And that's pretty much the reason for the vintage love. Parents see the benefits of leaving their Ikea-laden twenties behind to invest in furniture that won't land on the curb two years later. And if they can indulge in some nostalgia their offspring might enjoy, even better.
There are dressers and side tables and four-poster beds for the taking. Old schoolhouse desks have caught on for kids to use as workspaces, said Michael McFadden, a manager at Phantastic Phinds in Erdenheim. A 7-year-old recently picked one out for his clubhouse, buying it with his own money, he said.
Other big sellers: trunks and suitcases, and vintage crystals for jazzing up lamps, window treatments, picture frames, and mirrors. Old curtains can be made into pillow or chair covers.
Vintage books are popular accessories, too - remember Nancy Drew? But don't expect your kids to actually read them.
"Ninety percent of the time, it's books for looks," McFadden said.

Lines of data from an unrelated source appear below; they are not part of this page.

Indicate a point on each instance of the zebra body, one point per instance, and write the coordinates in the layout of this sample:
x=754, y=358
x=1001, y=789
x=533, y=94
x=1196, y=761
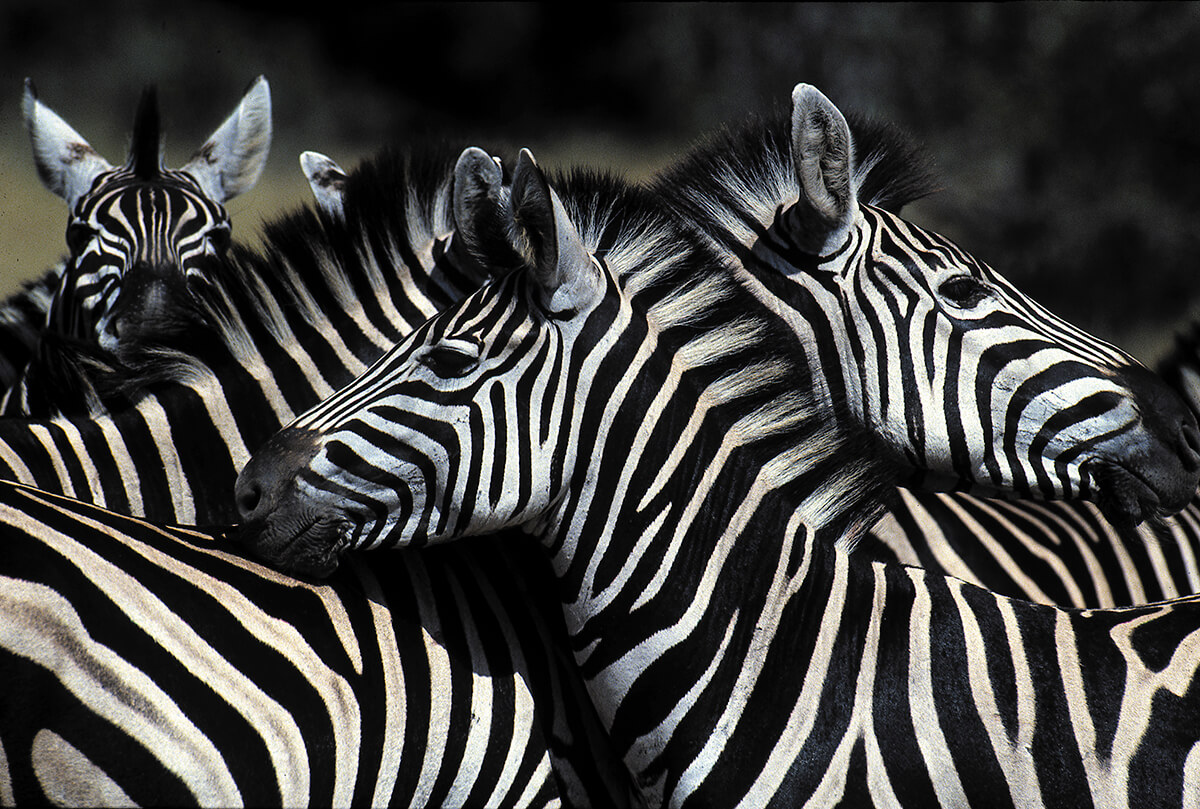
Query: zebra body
x=171, y=671
x=628, y=402
x=275, y=333
x=1056, y=552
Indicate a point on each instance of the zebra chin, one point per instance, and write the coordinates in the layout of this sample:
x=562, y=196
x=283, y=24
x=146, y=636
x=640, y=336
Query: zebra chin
x=300, y=541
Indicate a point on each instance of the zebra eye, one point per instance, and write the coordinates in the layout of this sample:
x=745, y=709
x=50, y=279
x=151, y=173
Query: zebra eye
x=450, y=359
x=964, y=291
x=78, y=235
x=220, y=239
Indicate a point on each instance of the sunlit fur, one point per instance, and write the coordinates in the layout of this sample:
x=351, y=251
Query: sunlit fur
x=697, y=322
x=271, y=333
x=736, y=651
x=1054, y=552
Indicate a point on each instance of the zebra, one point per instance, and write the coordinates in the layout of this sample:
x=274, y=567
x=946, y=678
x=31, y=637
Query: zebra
x=276, y=329
x=640, y=417
x=149, y=665
x=139, y=235
x=1055, y=552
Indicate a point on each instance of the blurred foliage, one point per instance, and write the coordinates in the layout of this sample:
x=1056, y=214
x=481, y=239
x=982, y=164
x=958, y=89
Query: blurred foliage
x=1066, y=133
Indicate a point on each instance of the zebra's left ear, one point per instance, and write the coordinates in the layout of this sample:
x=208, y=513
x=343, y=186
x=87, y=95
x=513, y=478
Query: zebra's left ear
x=328, y=183
x=823, y=156
x=232, y=160
x=569, y=277
x=66, y=163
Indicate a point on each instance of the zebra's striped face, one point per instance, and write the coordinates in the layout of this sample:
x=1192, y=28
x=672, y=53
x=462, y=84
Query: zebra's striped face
x=136, y=247
x=455, y=432
x=141, y=234
x=969, y=381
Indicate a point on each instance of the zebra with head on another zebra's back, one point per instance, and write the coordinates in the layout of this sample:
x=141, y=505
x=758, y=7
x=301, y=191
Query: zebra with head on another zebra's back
x=654, y=425
x=138, y=234
x=472, y=675
x=1055, y=552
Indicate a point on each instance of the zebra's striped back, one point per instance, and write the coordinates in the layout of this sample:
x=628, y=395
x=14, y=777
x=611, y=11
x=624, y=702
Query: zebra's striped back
x=645, y=418
x=277, y=330
x=149, y=664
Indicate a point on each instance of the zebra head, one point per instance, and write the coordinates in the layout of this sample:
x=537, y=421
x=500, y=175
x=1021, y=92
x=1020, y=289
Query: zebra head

Glenside mother Michelle Colkett-Chubb recently created a room for her 13-year-old daughter, Crystal, using vintage furniture. It gave her comfort and reminded her of when she was a kid. Crystal loves it too, especially her Elliott's Designs bronze-and-brass iron bed.
"I like the curvy things on the headboard," Crystal said.
Colkett-Chubb, who created a full-time business in the last two years refinishing pieces and selling them on Craigslist and eBay, said requests for furniture for kids' rooms have grown 20 percent in just the last few months.
"People want to get more for their money and they want the pieces to last," she said. Most vintage furniture has better-constructed drawers and is made from solid wood - a far cry from inexpensive assemble-it-yourself pieces from big-box stores. "It can look like a million dollars without spending a million dollars."
Vintage furniture can be found at estate sales, flea markets, yard sales, online sites, antiques dealers, and vintage shops, but a greater demand means that pieces move quickly.
"Some pieces barely last a day," said McFadden. Before you shop, learn the history of specific types of furniture or manufacturers. Find out if drawers are constructed with sturdy dovetail joints as opposed to glue or screws. Look for strong woods, such as oak. Pine is softer and can mark more easily.
Kathy Davis, who opened Rustic and Refined in Glenside this past October, said there's so much interest in refinishing furniture for kids that she plans to offer classes this spring. She believes customers want furniture that will hold up better to kid behavior - "like jumping up and down on the bed."
Because furniture from the 1940s and 1950s is usually solid wood, "there's no danger of wood splintering . . . . It can be repainted, has good strong handles, and will hold up for many years. Even in the 1960s, mahogany and cherry were made to last."
But not everything old is better. Cribs with drop side rails, for one, are now illegal. And anything painted pre-1970 will have lead in it. (If you aren't sure, hardware stores sell testing kits. If lead is found, you can strip furniture and refinish it, but check safety precautions first at 1-800-424-LEAD (1-800-424-5323) or www.epa.gov/lead.)
Scott Kaston's online site VintageLooks.com deals in retro furniture from the 1920s to the 1980s, including art deco, Americana, retro-kitsch, and Danish modern. So it was only fitting that he chose a 1970s-style theme for the room of his 8-month-old daughter Alyssa, to match the decor of the rest of their Fishtown house.
The theme is bright - with vintage plastics, pop art, and a lime-green dresser, said Kaston, who fondly recalls his own '70s bedroom as a kid.
"I actually had retro-bad '70s because I had wood paneling. There's retro-good and retro-bad, and [Alyssa] got retro-good."
Of course, it's all about personal taste - yours and your child's.
For the kids' rooms Colkett-Chubb designs, she limits the budget to $1,000. She recommends starting with one great piece, often a dresser or bed, and building around it. For post-crib kids, keep their existing mattress and box spring and find a new headboard.
Vintage pieces can be painted to match any decor, and can be touched up and fixed if kids nick them or get nail polish on them.
"Parents tend to like the whites, creams, and off-whites," Colkett-Chubb said, "but the young girls love the pops of color - teals and turquoises."
Chalk Paint, an easy-to-use paint for refinishing furniture, also has encouraged more people to buy vintage for their kids' rooms.
"Not only are customers buying a piece of furniture, but they're also buying paint with the intent of refinishing it themselves because it's easy and fun," McFadden said.
"You can sand it, distress it, and mix colors," Colkett-Chubb said.
Then, because this kind of furniture has such staying power, you can put it back into adult use when your child outgrows it all.
"That's nice for financial reasons," Davis said.